Video: Introducing Burritobot, the 3-D Printer that Fabricates With Frijoles and Queso
The beauty and promise of 3-D printing is really all tied to the end-user experience–if you can think of something, … Continued
The beauty and promise of 3-D printing is really all tied to the end-user experience–if you can think of something, you can have it made specifically the way you want it to suit any specific need. And as NYU grad student Marko Manriquez says, “sometimes you really need a burrito.” Enter Burritobot, which is exactly what it sounds like.
For his thesis project for NYU’s Interactive Telecommunications Program, Manriquez decided to build something that is both decidedly future-leaning and something that would open up a dialogue about the things he holds dear, namely fabrication technologies and food issues. Burritos, he decided, lend themselves perfectly to his purpose.
Now in prototype, the Burritobot is controlled via an iOS or Ruby-based smartphone app on which the user can customize his or her burrito by selecting which extrudable ingredients he or she wants and using sliders to specify the proper ratio. Then, atop a standardized tortilla, the machine goes to work, using extruders mounted on a moving carousel to deposit the desired ingredients.

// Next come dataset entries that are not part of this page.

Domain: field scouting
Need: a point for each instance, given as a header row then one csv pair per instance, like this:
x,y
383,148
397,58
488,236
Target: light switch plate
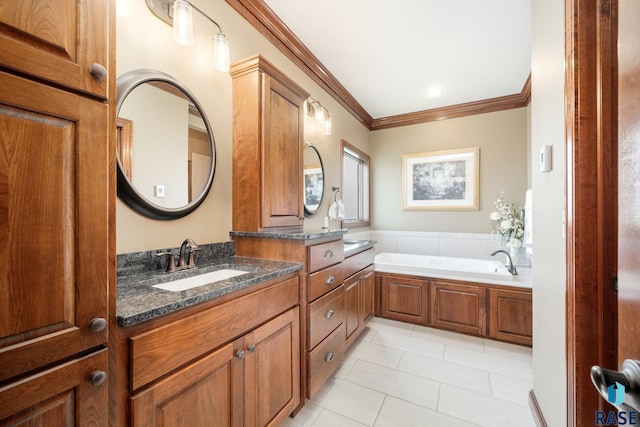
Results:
x,y
545,158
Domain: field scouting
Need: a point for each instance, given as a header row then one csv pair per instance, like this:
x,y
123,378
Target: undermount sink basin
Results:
x,y
199,280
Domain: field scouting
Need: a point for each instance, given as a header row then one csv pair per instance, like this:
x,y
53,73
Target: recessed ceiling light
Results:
x,y
434,91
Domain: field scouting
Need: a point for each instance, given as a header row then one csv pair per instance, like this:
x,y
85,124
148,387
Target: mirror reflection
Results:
x,y
313,180
166,155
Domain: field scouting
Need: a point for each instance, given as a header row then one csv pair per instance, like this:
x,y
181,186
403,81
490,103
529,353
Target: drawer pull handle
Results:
x,y
97,378
98,324
97,71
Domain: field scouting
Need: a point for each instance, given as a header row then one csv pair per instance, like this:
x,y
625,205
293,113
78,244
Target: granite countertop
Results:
x,y
290,235
137,300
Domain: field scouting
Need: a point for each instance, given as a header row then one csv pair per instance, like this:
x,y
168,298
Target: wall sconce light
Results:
x,y
321,114
179,14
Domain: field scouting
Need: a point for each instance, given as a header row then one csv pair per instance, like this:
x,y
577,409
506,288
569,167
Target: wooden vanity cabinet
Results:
x,y
268,126
252,381
359,302
57,204
232,362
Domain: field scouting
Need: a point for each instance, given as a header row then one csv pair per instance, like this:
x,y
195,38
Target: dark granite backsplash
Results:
x,y
148,261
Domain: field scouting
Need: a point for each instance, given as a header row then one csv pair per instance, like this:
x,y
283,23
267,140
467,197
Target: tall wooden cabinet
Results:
x,y
54,211
267,148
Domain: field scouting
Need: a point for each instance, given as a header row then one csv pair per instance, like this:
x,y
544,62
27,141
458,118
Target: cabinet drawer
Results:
x,y
324,281
325,315
166,348
324,359
325,254
357,262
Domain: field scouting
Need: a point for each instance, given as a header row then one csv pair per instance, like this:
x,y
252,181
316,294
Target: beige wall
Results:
x,y
143,41
549,255
502,138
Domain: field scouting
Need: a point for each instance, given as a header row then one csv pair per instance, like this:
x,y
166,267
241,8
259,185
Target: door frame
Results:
x,y
591,156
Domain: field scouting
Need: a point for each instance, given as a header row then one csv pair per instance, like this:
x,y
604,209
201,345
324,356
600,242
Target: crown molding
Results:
x,y
508,102
258,14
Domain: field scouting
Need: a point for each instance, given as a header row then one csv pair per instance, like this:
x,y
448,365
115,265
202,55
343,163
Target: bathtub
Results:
x,y
476,270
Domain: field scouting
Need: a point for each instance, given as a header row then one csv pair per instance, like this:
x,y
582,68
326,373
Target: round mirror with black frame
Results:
x,y
165,147
313,172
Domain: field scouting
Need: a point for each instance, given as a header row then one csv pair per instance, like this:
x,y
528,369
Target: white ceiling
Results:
x,y
388,53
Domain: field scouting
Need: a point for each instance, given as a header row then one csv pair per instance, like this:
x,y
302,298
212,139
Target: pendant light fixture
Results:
x,y
179,14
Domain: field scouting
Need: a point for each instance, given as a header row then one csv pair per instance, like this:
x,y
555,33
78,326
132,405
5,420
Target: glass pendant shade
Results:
x,y
320,116
182,22
221,52
327,125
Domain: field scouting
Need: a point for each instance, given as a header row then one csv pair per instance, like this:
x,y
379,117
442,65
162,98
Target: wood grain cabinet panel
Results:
x,y
268,131
458,307
404,298
253,381
272,371
58,41
208,392
510,316
54,171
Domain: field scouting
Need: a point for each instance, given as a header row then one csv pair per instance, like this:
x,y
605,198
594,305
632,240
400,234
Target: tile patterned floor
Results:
x,y
402,375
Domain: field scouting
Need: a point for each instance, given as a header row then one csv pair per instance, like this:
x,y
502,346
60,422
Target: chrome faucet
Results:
x,y
512,268
182,260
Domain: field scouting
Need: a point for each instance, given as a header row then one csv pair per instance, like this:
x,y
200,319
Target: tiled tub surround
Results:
x,y
460,245
137,300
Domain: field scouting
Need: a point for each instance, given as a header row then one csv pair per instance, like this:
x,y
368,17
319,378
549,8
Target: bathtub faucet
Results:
x,y
512,268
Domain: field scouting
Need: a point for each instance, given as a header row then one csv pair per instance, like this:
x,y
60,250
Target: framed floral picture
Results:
x,y
441,180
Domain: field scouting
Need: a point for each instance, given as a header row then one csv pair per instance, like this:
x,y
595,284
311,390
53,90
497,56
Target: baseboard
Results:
x,y
538,417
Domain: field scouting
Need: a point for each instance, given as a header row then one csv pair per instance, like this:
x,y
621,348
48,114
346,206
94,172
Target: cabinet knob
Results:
x,y
97,71
98,324
96,378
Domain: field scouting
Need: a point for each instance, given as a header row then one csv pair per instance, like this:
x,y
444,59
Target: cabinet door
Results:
x,y
368,294
57,40
206,393
54,169
458,307
510,316
352,302
405,299
272,371
282,156
62,396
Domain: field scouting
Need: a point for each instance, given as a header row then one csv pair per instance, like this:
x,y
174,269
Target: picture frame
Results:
x,y
441,180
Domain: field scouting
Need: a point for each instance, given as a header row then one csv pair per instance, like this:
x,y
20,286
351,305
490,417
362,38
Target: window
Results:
x,y
355,185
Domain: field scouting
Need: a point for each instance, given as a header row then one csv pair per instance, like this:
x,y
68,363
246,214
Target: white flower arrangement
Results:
x,y
509,222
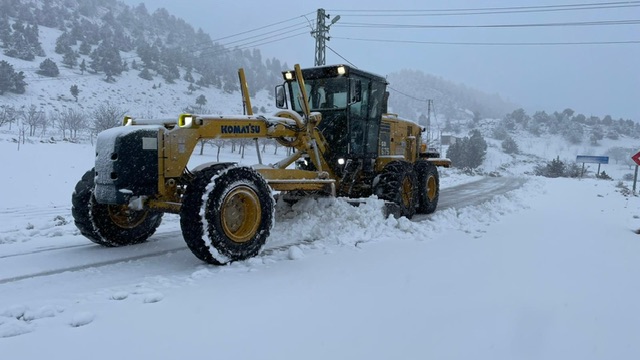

For now it’s a fun project, but Manriquez wants to keep it moving forward. While Burritobot may be fairly simple as 3-D printers go, the future of food production and food preparation, at least in the context of fast food, is robotic. Automation is coming to the restaurant industry–just the other day on the campaign trail Mitt Romney was extolling the virtues of the Northeastern (Pennsylvania, mostly) convenience store chain Wawa for its use of technology in the ordering of deli sandwiches via an interface no unlike the one Manriquez is working on–and Burritobot is a precursory glimpse of what the future of fast food might look like.
To this end, Manriquez is trying to raise a few dollars to keep the project developing. A Kickstarter campaign will begin in July, should any readers care to throw their financial backing behind a promising 3-D printing concept. At the very least you’ll get your name emblazoned on Manriquez’s “Tortilla of Gratitude.”